I spent last weekend in Carrabelle, Florida, with a friend (Jim). Carrabelle is a small town in the Panhandle of Florida on the Gulf of Mexico that is surrounded by State and National forests, parks and preserves. Carrabelle is in Franklin County, and there are no traffic lights in the entire county. It is very rural and looks much like Florida used to look many years ago, and I loved that.
Jim owns a home on the Carrabelle River with gorgeous views of the river and surrounding salt marshes. He keeps a boat at the end of his dock, which we used to go fishing and to see some of the area from the water. Jim knew that I am a serious nature photographer, and therefore, we explored the Gulf Coast around Carrabelle from his boat and by car. I had a fantastic long weekend, took a lot of photographs, and was able to capture some of Carrabelle’s and Franklin County’s natural beauty.
The opening image was taken from Jim’s boat as we were returning from fishing, and the below image is of the same sunset but shot from his dock.
As the sun fell below the horizon, in the opposite direction the full moon was rising, as seen in the following image also shot from Jim’s dock. It was obviously a beautiful evening.
Saturday morning, we got up early and went to Carrabelle Beach to shoot the sunrise (below two images).
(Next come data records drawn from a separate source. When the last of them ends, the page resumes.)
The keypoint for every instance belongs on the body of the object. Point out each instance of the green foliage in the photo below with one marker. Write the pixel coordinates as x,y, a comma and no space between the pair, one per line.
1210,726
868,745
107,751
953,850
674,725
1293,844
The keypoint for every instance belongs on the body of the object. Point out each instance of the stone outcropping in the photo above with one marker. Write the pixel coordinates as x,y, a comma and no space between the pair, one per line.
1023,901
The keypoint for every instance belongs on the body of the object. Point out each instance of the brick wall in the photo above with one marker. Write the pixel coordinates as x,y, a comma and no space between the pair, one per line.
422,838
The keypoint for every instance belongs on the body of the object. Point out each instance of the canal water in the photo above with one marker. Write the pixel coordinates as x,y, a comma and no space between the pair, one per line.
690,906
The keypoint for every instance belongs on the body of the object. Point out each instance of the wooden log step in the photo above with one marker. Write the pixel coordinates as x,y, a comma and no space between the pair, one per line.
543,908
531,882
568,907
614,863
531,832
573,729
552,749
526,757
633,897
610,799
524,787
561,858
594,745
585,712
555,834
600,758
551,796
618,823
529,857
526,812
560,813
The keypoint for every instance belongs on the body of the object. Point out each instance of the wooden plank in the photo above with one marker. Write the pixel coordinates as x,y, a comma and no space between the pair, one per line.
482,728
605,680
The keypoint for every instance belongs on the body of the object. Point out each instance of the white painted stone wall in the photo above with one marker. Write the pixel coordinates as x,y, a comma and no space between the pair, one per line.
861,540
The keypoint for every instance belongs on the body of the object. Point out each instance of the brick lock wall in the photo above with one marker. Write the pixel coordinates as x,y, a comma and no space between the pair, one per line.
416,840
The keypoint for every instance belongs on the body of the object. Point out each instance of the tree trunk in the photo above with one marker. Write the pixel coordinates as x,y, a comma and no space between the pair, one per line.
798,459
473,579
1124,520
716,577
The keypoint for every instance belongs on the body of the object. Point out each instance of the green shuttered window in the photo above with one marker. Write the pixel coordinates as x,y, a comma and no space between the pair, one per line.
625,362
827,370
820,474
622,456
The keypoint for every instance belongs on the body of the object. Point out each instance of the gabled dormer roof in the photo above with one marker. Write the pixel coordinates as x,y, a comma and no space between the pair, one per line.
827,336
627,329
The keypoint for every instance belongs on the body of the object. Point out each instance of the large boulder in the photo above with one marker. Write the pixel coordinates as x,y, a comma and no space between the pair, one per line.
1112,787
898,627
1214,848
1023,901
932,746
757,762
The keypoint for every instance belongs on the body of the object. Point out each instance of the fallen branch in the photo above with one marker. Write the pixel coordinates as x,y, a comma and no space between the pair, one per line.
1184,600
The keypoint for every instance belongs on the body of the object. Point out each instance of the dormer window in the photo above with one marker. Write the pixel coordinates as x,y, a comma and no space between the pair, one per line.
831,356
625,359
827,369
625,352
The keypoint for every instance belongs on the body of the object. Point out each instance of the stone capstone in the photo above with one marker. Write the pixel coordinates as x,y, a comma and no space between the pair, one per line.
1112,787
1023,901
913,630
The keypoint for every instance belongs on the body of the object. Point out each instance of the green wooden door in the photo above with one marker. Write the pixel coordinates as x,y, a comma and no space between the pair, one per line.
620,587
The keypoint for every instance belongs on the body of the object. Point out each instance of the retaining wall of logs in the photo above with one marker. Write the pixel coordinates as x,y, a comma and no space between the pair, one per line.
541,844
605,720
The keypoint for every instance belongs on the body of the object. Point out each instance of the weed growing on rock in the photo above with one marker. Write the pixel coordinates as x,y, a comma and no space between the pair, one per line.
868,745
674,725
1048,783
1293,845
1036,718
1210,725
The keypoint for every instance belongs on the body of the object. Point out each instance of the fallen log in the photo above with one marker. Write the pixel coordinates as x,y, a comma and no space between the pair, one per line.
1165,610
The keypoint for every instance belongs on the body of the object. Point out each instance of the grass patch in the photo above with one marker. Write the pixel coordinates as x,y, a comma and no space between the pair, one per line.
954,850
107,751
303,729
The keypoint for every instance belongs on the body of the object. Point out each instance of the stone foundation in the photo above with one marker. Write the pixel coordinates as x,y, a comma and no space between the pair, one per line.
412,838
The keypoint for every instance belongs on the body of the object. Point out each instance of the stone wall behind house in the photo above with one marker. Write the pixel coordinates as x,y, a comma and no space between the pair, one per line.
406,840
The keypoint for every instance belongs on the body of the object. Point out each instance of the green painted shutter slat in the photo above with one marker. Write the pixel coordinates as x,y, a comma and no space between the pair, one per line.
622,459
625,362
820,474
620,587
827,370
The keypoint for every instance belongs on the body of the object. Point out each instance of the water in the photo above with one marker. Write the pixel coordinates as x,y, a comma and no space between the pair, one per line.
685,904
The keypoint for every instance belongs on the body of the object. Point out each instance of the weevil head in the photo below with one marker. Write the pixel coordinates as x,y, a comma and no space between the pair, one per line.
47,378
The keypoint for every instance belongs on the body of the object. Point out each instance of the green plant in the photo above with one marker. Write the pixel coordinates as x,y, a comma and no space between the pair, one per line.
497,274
It was spectacular and well worth getting up early on a chilly morning.
While out on Jim’s boat, I shot the following two images of pelicans in flight on the Carrabelle River.
Sunday morning was overcast but still beautiful on the river (below image).
Since the tides in Carrabelle were extremely low in the mornings that weekend, we could not go fishing so instead we explored Franklin County. One of the places we visited is known locally for its colony of white squirrels. Most white squirrels in North America are genetic color variants of the gray species. They are not albinos, breed normally and may have gray siblings. It is thought that the genes that normally produce a white underbelly in the gray squirrel are active in a wider area of their bodies, often leaving discernible gray patches on the spine and head. Below are two of the many images I took of the white squirrels. There were many of them in the area (approximately 10), and it was a very unusual sight.
We also went to Wakulla Springs State Park, which has one of the largest and deepest (over 180 feet) springs in the world. Wakulla Springs is home to many manatees during the winter, and when we were at the spring, there were over twenty manatees swimming gracefully in the clear water. Below are some of the manatees.
Above, a young manatee is nursing.
In the above image, the manatee appears to be smiling. The below image is of a manatee that was watching me as I was taking photographs of it and the others.
The following images were taken as I left Carrabelle and headed to St. Marks National Wildlife Refuge. A weather front was moving east and the sun was lighting up the salt marsh.
I spent the day at St. Marks photographing birds and the landscape, which I will post in my next blog article.
I love how you “narrate” your photos. It really draws me into the story of your trips and sets a pace that really helps me appreciate your photographs. I loved them all, but the Carrabelle Beach sunrise was awe-inspiring.
Increadible shots. Looks like you ar enjoying your time in Florida. Hard to return to work after all the fun.
We have come to expect super photographs and you have not disappointed me and/or other admirers. Is this the result of the new lens or simply your super ability to click at the right time. These pictures evoke a loud :WOW. :”Great” doesn’t seem adequate.
What an amazing place … maybe a place to retire to? Gorgeous photos (as always)!
I am a Canadian and I have a house in Carrabelle and we can’t wait to be able to retire there. Only 5 more sleeps until I can go back and spend my Christmas vacation. Thanks for the reminder.
This is a marvelous collection, journal of your time in Florida! Breathtaking sunsets, sunrises, and all — just marvelous!
It was a great trip to Florida, and sharing it with others, like you through my photography, has made it even better.
I’d like to thank you for the efforts you have put in penning this site. I really hope to view the same high-grade content
by you later on as well. In fact, your creative writing abilities have inspired me to get my own blog now. 😉
Fantastic pictures. We are currently staying at a state campground (Jacob Lake at the north rim of the Grand Canyon) and we saw a white tailed squirrel . We quickly looked it up on Google and came across your website. Thanks for letting us in on this very interesting squirrel. Very nice work. Toni C.